The USD/CAD pair extends its upside to near 1.3875 during the early European session on Thursday. Rising bets that the Bank of Canada (BoC) would resume its easing cycle undermine the Canadian Dollar (CAD) against the Greenback. All eyes will be on the US Consumer Price Index (CPI) for August, which will be published later on Thursday. 

The Canadian economy lost 66,000 jobs in August, a sharp contrast to market expectations for a modest gain in employment numbers. The country’s Unemployment Rate edges higher to 7.1% during the same period, boosting the odds of a BoC rate reduction and weighing on the Loonie. 

The Canadian central bank is widely expected to lower its key interest rate at its September policy meeting, with most economists anticipating a 25 basis points (bps) cut. Most economists believe a September rate cut won't be the last of the BoC's monetary easing in 2025, according to a recent Reuters poll. 

"The market is readying itself for a Bank of Canada rate cut," said Amo Sahota, a director at Klarity FX in San Francisco. "That's weighing on the loonie just a little bit, but not by a sufficient amount to get us really motoring along,” added Sahota.

The Bureau of Labor Statistics will publish the CPI inflation report later in the day, which is expected to show an increase of 2.9% YoY in August, up from 2.7% in July.
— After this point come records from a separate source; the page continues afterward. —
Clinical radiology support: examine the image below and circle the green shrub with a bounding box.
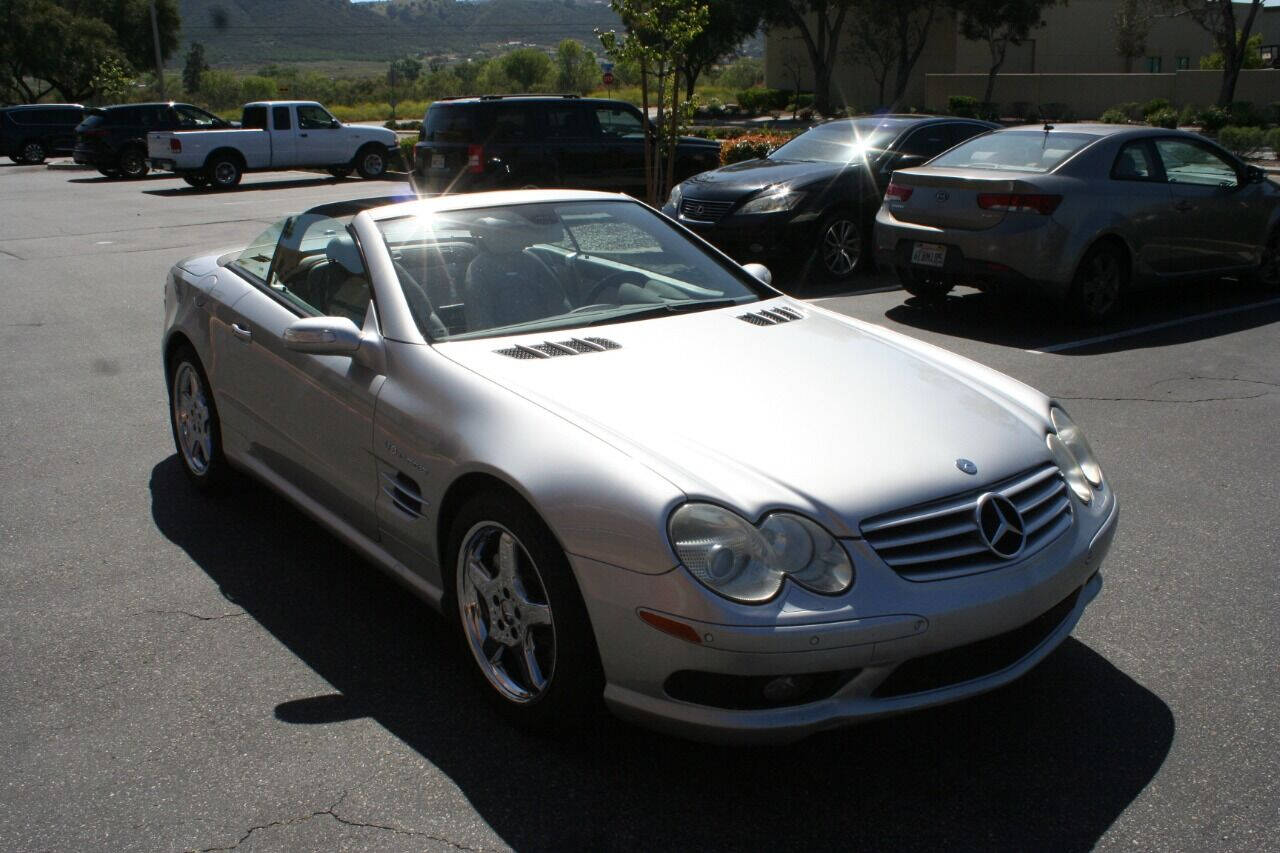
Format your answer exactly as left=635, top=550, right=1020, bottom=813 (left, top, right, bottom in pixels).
left=721, top=133, right=791, bottom=165
left=1142, top=97, right=1172, bottom=118
left=1196, top=106, right=1231, bottom=133
left=947, top=95, right=978, bottom=118
left=1217, top=124, right=1267, bottom=160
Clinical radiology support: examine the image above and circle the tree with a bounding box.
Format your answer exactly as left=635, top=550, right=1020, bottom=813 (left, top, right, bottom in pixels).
left=499, top=47, right=554, bottom=92
left=182, top=41, right=209, bottom=93
left=1164, top=0, right=1262, bottom=106
left=596, top=0, right=708, bottom=206
left=1111, top=0, right=1155, bottom=74
left=556, top=38, right=600, bottom=95
left=763, top=0, right=849, bottom=115
left=956, top=0, right=1057, bottom=104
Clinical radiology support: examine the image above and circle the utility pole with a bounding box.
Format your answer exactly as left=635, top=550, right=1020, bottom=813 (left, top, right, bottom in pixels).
left=151, top=0, right=169, bottom=101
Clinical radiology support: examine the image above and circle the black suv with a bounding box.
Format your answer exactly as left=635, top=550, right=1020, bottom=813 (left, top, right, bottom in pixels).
left=73, top=102, right=232, bottom=178
left=410, top=95, right=719, bottom=195
left=0, top=104, right=84, bottom=163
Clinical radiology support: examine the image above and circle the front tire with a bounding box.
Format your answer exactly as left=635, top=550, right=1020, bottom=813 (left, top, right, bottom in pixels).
left=169, top=345, right=228, bottom=491
left=356, top=145, right=387, bottom=181
left=448, top=491, right=604, bottom=730
left=1068, top=243, right=1129, bottom=324
left=209, top=155, right=244, bottom=190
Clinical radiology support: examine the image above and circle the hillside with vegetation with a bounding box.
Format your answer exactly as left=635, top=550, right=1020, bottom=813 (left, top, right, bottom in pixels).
left=178, top=0, right=620, bottom=68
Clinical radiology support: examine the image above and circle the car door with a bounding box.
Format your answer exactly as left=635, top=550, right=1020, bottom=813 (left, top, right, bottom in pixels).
left=297, top=104, right=345, bottom=165
left=215, top=214, right=384, bottom=537
left=1155, top=137, right=1253, bottom=273
left=271, top=105, right=298, bottom=168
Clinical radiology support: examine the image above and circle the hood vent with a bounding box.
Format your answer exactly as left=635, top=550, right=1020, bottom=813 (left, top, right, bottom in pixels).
left=737, top=307, right=804, bottom=325
left=494, top=338, right=622, bottom=359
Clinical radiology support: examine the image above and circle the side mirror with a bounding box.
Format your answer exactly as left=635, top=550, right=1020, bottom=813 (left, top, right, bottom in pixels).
left=284, top=316, right=361, bottom=355
left=742, top=264, right=773, bottom=284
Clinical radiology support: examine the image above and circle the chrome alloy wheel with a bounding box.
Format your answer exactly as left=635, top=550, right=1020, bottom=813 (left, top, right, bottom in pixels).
left=1080, top=251, right=1124, bottom=318
left=819, top=219, right=863, bottom=275
left=173, top=361, right=214, bottom=476
left=457, top=521, right=556, bottom=704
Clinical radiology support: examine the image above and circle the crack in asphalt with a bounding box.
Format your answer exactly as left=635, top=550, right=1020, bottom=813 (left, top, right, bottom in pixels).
left=200, top=790, right=484, bottom=853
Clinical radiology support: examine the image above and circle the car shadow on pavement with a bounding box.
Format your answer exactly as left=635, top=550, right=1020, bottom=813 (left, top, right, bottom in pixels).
left=150, top=456, right=1175, bottom=850
left=884, top=279, right=1280, bottom=355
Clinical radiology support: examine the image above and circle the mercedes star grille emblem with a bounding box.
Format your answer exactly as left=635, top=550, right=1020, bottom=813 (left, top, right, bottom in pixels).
left=974, top=492, right=1027, bottom=560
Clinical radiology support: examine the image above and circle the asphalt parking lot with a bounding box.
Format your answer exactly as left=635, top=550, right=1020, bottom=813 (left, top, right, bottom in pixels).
left=0, top=164, right=1280, bottom=850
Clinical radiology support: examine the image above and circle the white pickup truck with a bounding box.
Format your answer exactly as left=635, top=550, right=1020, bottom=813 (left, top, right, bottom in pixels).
left=147, top=101, right=396, bottom=190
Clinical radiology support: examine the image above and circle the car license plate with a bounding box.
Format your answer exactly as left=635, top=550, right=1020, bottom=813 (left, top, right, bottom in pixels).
left=911, top=243, right=947, bottom=266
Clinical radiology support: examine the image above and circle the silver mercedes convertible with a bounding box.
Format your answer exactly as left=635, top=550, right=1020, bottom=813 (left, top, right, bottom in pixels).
left=163, top=191, right=1117, bottom=740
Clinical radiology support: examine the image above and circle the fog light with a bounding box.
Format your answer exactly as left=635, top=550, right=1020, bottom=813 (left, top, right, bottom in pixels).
left=760, top=675, right=813, bottom=704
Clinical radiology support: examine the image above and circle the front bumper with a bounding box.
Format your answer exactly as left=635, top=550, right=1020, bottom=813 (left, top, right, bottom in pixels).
left=571, top=491, right=1119, bottom=742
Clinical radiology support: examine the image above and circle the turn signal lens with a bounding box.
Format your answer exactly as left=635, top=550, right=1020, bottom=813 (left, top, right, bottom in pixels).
left=978, top=192, right=1062, bottom=216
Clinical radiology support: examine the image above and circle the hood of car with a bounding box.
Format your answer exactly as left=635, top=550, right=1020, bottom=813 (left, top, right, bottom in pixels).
left=438, top=300, right=1048, bottom=535
left=681, top=154, right=847, bottom=199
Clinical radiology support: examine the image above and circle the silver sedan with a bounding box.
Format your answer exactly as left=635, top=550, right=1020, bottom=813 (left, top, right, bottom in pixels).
left=163, top=191, right=1117, bottom=739
left=876, top=124, right=1280, bottom=321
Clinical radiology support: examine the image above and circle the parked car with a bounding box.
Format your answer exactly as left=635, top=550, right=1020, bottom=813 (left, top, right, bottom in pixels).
left=876, top=124, right=1280, bottom=321
left=147, top=101, right=397, bottom=190
left=0, top=104, right=84, bottom=163
left=163, top=185, right=1117, bottom=739
left=662, top=115, right=998, bottom=279
left=72, top=101, right=232, bottom=178
left=410, top=95, right=719, bottom=195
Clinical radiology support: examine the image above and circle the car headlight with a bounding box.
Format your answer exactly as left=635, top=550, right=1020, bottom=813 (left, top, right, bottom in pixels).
left=739, top=187, right=804, bottom=213
left=1046, top=406, right=1102, bottom=503
left=667, top=183, right=684, bottom=210
left=669, top=503, right=854, bottom=605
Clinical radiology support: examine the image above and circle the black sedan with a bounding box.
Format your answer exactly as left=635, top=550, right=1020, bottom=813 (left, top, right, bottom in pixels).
left=662, top=115, right=1000, bottom=279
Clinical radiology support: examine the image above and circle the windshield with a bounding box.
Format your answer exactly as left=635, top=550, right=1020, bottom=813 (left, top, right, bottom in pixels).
left=378, top=201, right=773, bottom=342
left=769, top=119, right=904, bottom=163
left=929, top=131, right=1098, bottom=172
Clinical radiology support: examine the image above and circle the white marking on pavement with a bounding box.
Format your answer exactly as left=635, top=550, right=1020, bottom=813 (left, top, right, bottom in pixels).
left=1023, top=297, right=1280, bottom=355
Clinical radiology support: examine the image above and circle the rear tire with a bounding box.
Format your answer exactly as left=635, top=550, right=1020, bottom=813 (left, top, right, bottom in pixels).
left=168, top=343, right=229, bottom=491
left=356, top=145, right=387, bottom=181
left=209, top=154, right=244, bottom=190
left=116, top=145, right=151, bottom=181
left=445, top=491, right=604, bottom=730
left=893, top=266, right=955, bottom=302
left=1068, top=243, right=1129, bottom=325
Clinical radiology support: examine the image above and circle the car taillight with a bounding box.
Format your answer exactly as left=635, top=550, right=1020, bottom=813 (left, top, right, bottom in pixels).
left=884, top=178, right=915, bottom=201
left=978, top=192, right=1062, bottom=216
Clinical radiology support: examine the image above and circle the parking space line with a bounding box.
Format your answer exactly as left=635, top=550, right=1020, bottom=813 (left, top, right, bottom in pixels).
left=1023, top=297, right=1280, bottom=355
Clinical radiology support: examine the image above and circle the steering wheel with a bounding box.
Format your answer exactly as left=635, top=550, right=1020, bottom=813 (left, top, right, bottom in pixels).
left=582, top=269, right=649, bottom=307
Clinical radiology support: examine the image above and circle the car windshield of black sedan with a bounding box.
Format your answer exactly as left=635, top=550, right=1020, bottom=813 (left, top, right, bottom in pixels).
left=378, top=201, right=773, bottom=342
left=769, top=119, right=906, bottom=163
left=929, top=131, right=1098, bottom=173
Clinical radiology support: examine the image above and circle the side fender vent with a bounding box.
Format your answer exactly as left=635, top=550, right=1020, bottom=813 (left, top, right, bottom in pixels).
left=494, top=338, right=622, bottom=359
left=737, top=306, right=804, bottom=325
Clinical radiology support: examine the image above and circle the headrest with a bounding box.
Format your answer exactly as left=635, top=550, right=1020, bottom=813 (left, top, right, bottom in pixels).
left=324, top=234, right=365, bottom=275
left=471, top=216, right=564, bottom=255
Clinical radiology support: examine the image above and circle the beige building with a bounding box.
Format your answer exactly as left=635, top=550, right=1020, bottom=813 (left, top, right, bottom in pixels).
left=764, top=0, right=1280, bottom=117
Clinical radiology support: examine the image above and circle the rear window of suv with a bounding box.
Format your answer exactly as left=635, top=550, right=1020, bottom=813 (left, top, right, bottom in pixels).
left=929, top=131, right=1098, bottom=173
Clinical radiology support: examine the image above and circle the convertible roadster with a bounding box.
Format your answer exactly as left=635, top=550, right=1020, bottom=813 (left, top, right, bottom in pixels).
left=163, top=191, right=1117, bottom=740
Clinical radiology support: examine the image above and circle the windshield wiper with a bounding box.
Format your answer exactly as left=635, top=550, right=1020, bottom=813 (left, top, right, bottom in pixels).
left=586, top=298, right=739, bottom=325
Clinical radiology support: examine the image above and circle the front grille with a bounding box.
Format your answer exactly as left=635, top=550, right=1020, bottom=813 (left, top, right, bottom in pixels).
left=680, top=197, right=733, bottom=222
left=872, top=587, right=1083, bottom=698
left=861, top=464, right=1071, bottom=580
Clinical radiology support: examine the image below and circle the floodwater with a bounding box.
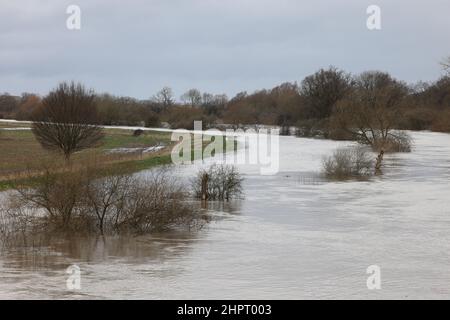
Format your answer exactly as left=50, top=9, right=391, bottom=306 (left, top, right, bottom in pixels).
left=0, top=132, right=450, bottom=299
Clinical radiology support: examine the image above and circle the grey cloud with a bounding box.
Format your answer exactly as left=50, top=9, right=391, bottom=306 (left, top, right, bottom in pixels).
left=0, top=0, right=450, bottom=98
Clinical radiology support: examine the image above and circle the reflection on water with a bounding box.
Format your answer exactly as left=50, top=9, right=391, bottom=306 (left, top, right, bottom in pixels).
left=0, top=132, right=450, bottom=299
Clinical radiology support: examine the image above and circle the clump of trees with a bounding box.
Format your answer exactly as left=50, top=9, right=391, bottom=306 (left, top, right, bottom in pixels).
left=192, top=164, right=243, bottom=201
left=32, top=82, right=103, bottom=160
left=0, top=59, right=450, bottom=135
left=331, top=72, right=410, bottom=151
left=2, top=167, right=202, bottom=235
left=322, top=146, right=377, bottom=180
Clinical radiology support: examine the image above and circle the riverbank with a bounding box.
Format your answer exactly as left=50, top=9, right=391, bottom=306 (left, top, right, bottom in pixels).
left=0, top=120, right=237, bottom=191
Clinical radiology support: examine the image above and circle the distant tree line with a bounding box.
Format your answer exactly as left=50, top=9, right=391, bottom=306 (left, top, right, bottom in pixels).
left=0, top=60, right=450, bottom=134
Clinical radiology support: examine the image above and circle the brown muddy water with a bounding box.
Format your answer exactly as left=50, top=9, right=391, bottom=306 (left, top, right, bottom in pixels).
left=0, top=132, right=450, bottom=299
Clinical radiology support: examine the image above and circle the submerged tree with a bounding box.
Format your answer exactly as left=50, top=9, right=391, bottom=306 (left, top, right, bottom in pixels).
left=332, top=72, right=409, bottom=151
left=32, top=82, right=103, bottom=160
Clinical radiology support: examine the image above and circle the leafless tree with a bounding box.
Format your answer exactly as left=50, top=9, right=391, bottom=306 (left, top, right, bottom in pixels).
left=191, top=164, right=243, bottom=201
left=181, top=89, right=202, bottom=107
left=332, top=71, right=407, bottom=149
left=32, top=82, right=103, bottom=160
left=153, top=87, right=174, bottom=108
left=300, top=67, right=351, bottom=119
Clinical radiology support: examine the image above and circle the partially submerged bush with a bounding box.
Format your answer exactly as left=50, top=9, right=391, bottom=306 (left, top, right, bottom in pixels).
left=4, top=168, right=202, bottom=234
left=372, top=131, right=412, bottom=152
left=323, top=146, right=374, bottom=180
left=192, top=164, right=243, bottom=201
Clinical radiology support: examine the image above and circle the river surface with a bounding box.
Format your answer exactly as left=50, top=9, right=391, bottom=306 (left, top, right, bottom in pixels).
left=0, top=132, right=450, bottom=299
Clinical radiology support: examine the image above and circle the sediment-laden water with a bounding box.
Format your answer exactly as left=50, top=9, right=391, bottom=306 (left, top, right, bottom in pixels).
left=0, top=132, right=450, bottom=299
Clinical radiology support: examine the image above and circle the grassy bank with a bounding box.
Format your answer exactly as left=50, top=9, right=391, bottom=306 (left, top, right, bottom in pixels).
left=0, top=123, right=237, bottom=191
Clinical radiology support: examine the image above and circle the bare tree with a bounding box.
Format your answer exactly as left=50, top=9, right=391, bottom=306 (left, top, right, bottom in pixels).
left=153, top=87, right=174, bottom=107
left=332, top=71, right=407, bottom=150
left=300, top=67, right=351, bottom=119
left=32, top=82, right=103, bottom=160
left=181, top=89, right=202, bottom=107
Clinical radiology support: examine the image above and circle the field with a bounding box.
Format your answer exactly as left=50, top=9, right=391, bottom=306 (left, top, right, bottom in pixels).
left=0, top=122, right=237, bottom=191
left=0, top=122, right=173, bottom=190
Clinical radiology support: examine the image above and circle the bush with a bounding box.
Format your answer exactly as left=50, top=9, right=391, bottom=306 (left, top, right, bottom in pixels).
left=323, top=146, right=375, bottom=180
left=7, top=168, right=201, bottom=234
left=192, top=164, right=243, bottom=201
left=372, top=131, right=412, bottom=152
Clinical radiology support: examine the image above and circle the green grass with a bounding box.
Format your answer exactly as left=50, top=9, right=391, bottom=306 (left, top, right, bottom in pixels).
left=101, top=129, right=170, bottom=150
left=0, top=129, right=238, bottom=191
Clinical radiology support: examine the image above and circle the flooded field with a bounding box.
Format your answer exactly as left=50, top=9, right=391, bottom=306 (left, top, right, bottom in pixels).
left=0, top=132, right=450, bottom=299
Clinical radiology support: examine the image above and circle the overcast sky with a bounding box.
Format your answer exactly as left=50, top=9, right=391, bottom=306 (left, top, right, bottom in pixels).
left=0, top=0, right=450, bottom=98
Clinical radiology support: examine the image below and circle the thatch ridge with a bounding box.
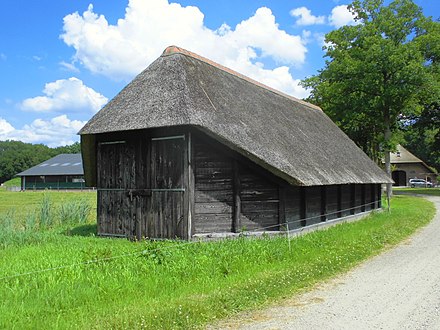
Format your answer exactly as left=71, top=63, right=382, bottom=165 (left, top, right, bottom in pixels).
left=161, top=46, right=322, bottom=110
left=80, top=48, right=390, bottom=186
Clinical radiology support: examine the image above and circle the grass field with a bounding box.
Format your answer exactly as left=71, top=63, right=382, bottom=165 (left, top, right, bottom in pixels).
left=0, top=192, right=434, bottom=329
left=393, top=188, right=440, bottom=196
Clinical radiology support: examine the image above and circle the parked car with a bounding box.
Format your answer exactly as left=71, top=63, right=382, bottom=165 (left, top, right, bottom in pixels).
left=409, top=179, right=434, bottom=188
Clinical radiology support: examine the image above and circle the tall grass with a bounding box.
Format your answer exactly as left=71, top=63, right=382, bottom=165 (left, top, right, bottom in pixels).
left=0, top=192, right=92, bottom=250
left=0, top=196, right=434, bottom=329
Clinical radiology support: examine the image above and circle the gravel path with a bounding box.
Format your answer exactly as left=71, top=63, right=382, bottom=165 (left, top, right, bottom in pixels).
left=210, top=197, right=440, bottom=330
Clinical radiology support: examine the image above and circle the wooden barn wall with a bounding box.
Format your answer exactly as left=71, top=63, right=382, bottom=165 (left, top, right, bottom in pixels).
left=97, top=128, right=381, bottom=238
left=97, top=141, right=136, bottom=236
left=97, top=130, right=188, bottom=238
left=284, top=186, right=305, bottom=230
left=305, top=186, right=321, bottom=226
left=193, top=137, right=279, bottom=234
left=238, top=165, right=279, bottom=231
left=327, top=185, right=340, bottom=220
left=193, top=139, right=233, bottom=234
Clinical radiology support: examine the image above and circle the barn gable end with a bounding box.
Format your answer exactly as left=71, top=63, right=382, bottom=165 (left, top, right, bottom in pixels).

Meanwhile, the core CPI is projected to show a rise of 3.1% YoY in August, the same rate as in July, and tied for the highest since February. In case of a surprise softer US inflation, this could drag the USD lower in the near term. 

Canadian Dollar FAQs

The key factors driving the Canadian Dollar (CAD) are the level of interest rates set by the Bank of Canada (BoC), the price of Oil, Canada’s largest export, the health of its economy, inflation and the Trade Balance, which is the difference between the value of Canada’s exports versus its imports. Other factors include market sentiment – whether investors are taking on more risky assets (risk-on) or seeking safe-havens (risk-off) – with risk-on being CAD-positive. As its largest trading partner, the health of the US economy is also a key factor influencing the Canadian Dollar.

The Bank of Canada (BoC) has a significant influence on the Canadian Dollar by setting the level of interest rates that banks can lend to one another. This influences the level of interest rates for everyone. The main goal of the BoC is to maintain inflation at 1-3% by adjusting interest rates up or down. Relatively higher interest rates tend to be positive for the CAD. The Bank of Canada can also use quantitative easing and tightening to influence credit conditions, with the former CAD-negative and the latter CAD-positive.

The price of Oil is a key factor impacting the value of the Canadian Dollar. Petroleum is Canada’s biggest export, so Oil price tends to have an immediate impact on the CAD value. Generally, if Oil price rises CAD also goes up, as aggregate demand for the currency increases. The opposite is the case if the price of Oil falls. Higher Oil prices also tend to result in a greater likelihood of a positive Trade Balance, which is also supportive of the CAD.

While inflation had always traditionally been thought of as a negative factor for a currency since it lowers the value of money, the opposite has actually been the case in modern times with the relaxation of cross-border capital controls. Higher inflation tends to lead central banks to put up interest rates which attracts more capital inflows from global investors seeking a lucrative place to keep their money. This increases demand for the local currency, which in Canada’s case is the Canadian Dollar.

Macroeconomic data releases gauge the health of the economy and can have an impact on the Canadian Dollar. Indicators such as GDP, Manufacturing and Services PMIs, employment, and consumer sentiment surveys can all influence the direction of the CAD. A strong economy is good for the Canadian Dollar. Not only does it attract more foreign investment but it may encourage the Bank of Canada to put up interest rates, leading to a stronger currency. If economic data is weak, however, the CAD is likely to fall.

Disclaimer: For information purposes only. Past performance is not indicative of future results.